Varano il concordato fiscale preventivo, leggasi condono, ma vi aderiscono così pochi che riaprono i termini, senza successo peraltro. Varano il bonus Babbo Natale. Ma poi si rendono conto che è fatto male, perché taglia fuori tantissimi potenziali beneficiari, e sono costretti a rivederlo. Idem per l’assegno di inclusione.
Stesso balletto indecente è avvenuto con gli stipendi dei ministri. Venerdì, nelle ultime concitate giornate dell’esame della Manovra, spunta una modifica che farebbe salire lo stipendio dei ministri non parlamentari, equiparandolo a quello dei colleghi che hanno anche un seggio in Parlamento.
Un trattamento esteso a sottosegretari e viceministri. Secondo i calcoli del Sole 24 Ore, lo stipendio di ministri, viceministri e sottosegretari ‘tecnici’ aumenterebbe di 7.193,11 euro al mese.
Un “salario massimo” per i componenti del governo, vanno all’attacco il leader M5S Giuseppe Conte e la segretaria dem Elly Schlein.
Crosetto disinnesca la bomba delle polemiche su ordine di Meloni
Il ministro della Difesa Guido Crosetto sottolinea come la scelta venga dai relatori della manovra e rivendica come nel governo “da due anni serviamo, con disciplina e onore” lo Stato “senza chiederci quale sia il trattamento economico”.
Ed è sempre Crosetto che prova a disinnescare la bomba che ha provocato l’indignazione delle opposizioni. “È assurdo lasciare anche solo un secondo di più di spazio alle polemiche sull’emendamento che parificava tutti i ministri e sottosegretari non parlamentari, ai deputati, riconoscendo i rimborsi spese”, dice il ministro della Difesa lunedì sera, pur riconoscendo la bontà della proposta.
“Sono d’accordo con il collega Crosetto – ha dichiarato ieri Giorgia Meloni in Aula alla Camera – e mi unisco alla sua richiesta di proposta di ritiro dell’emendamento”.
E ancora: “L’emendamento proposto da alcuni parlamentari voleva equiparare il trattamento del ministro parlamentare al trattamento del ministro non parlamentare.

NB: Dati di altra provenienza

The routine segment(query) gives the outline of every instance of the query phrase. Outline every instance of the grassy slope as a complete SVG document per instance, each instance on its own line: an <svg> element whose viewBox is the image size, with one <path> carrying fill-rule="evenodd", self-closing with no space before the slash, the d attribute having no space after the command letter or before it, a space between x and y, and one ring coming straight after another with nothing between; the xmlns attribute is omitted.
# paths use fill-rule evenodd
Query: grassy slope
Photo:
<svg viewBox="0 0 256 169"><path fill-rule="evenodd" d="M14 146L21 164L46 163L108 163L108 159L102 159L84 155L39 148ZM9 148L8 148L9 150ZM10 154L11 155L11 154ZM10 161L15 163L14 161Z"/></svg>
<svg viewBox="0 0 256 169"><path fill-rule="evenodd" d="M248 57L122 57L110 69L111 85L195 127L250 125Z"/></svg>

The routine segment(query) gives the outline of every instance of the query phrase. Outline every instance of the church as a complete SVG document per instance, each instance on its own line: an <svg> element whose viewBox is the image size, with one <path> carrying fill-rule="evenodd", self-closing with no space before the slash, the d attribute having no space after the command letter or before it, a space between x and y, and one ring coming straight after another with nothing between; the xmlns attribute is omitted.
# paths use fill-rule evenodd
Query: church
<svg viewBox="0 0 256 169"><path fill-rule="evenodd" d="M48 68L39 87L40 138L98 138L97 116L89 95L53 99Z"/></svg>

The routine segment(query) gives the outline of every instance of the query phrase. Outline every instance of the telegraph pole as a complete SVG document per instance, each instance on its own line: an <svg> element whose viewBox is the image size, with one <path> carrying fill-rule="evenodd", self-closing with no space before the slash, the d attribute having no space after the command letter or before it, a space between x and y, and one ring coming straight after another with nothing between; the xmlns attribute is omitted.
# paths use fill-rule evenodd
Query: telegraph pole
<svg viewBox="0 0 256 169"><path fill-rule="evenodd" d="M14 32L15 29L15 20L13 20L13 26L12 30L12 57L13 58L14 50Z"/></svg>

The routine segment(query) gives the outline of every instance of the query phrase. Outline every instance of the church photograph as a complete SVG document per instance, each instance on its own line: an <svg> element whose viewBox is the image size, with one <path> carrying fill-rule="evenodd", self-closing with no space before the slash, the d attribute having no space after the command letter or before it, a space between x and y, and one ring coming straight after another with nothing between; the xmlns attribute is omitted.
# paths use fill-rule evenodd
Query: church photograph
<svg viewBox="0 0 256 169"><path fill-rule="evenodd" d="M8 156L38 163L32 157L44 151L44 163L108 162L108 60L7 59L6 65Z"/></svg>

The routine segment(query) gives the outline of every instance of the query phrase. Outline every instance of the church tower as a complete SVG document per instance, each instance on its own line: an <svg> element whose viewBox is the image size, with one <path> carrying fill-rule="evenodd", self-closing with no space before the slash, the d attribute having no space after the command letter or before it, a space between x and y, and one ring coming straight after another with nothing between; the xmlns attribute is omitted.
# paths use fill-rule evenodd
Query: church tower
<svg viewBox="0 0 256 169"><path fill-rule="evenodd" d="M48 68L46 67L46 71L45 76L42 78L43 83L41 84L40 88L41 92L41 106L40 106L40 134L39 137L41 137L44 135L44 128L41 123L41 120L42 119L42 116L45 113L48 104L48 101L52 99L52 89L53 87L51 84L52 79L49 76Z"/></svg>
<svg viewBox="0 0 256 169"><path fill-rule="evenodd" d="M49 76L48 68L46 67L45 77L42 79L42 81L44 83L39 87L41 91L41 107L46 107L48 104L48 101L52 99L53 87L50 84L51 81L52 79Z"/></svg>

Sono due persone che fanno esattamente lo stesso lavoro e sarebbe normale che abbiano anche lo stesso trattamento. Dopodiché, prendo atto che, per alcuni colleghi dell’opposizione, lo stipendio dei parlamentari è troppo alto per un ministro”.
“Forse bisognerebbe essere conseguenti nelle proposte che si fanno, però sicuramente eviterei su questo di farmi dare lezioni, particolarmente dai colleghi del M5S, perché è possibile che questa norma non vada bene, però, detto da quelli che hanno speso soldi degli italiani per dare 300.000 euro l’anno a Beppe Grillo, se consentite, anche no”, conclude la premier.
Conte a Meloni: noi ci tagliamo lo stipendio per darlo alla collettività
Replica il leader dei pentastellati: “Dice a noi che non accetta lezioni dal M5S. Ma lo sa che facciamo noi da anni? Cento milioni, tagliandoci gli stipendi, li restituiamo alla collettività”, dice Conte.
Il testo è stato riformulato. La norma ora prevede che i ministri e i sottosegretari non parlamentari e non residenti a Roma “hanno il diritto al rimborso delle spese di trasferta per l’espletamento delle proprie funzioni”. E riguardano il tragitto “da e per il domicilio o la residenza”.
Per questo scopo viene istituito dal 2025 un fondo da 500mila euro presso la Presidenza del Consiglio. “L’aumento degli stipendi dei ministri resta, eccome, sotto forma di rimborso”, accusa il M5S.
Cambia la norma anti-Renzi sui divienti per i compensi extra-Ue
Cambia la norma sul divieto ai compensi extra Ue, la cosiddetta norma anti-Renzi. “Fermo restando quanto previsto dalla legge sul conflitto di interessi”, anche i titolari di cariche di governo, oltre ai presidenti di Regione e delle Province autonome di Trento e Bolzano e i parlamentari, eccetto quelli eletti all’estero, non potranno accettare durante il mandato compensi erogati direttamente o indirettamente da soggetti pubblici o privati, con sede legale e operativa fuori dall’Ue o dello spazio economico europeo.
Per i membri dell’Esecutivo non sarà nemmeno possibile superare questo divieto con la “preventiva autorizzazione” degli organi di appartenenza secondo le procedure stabilite dai rispettivi ordinamenti, nel caso di compensi non superiori ai 100.000 euro all’anno.
Tale deroga sarà invece possibile per i presidenti di Regione, e per i parlamentari (esclusi quelli eletti all’estero).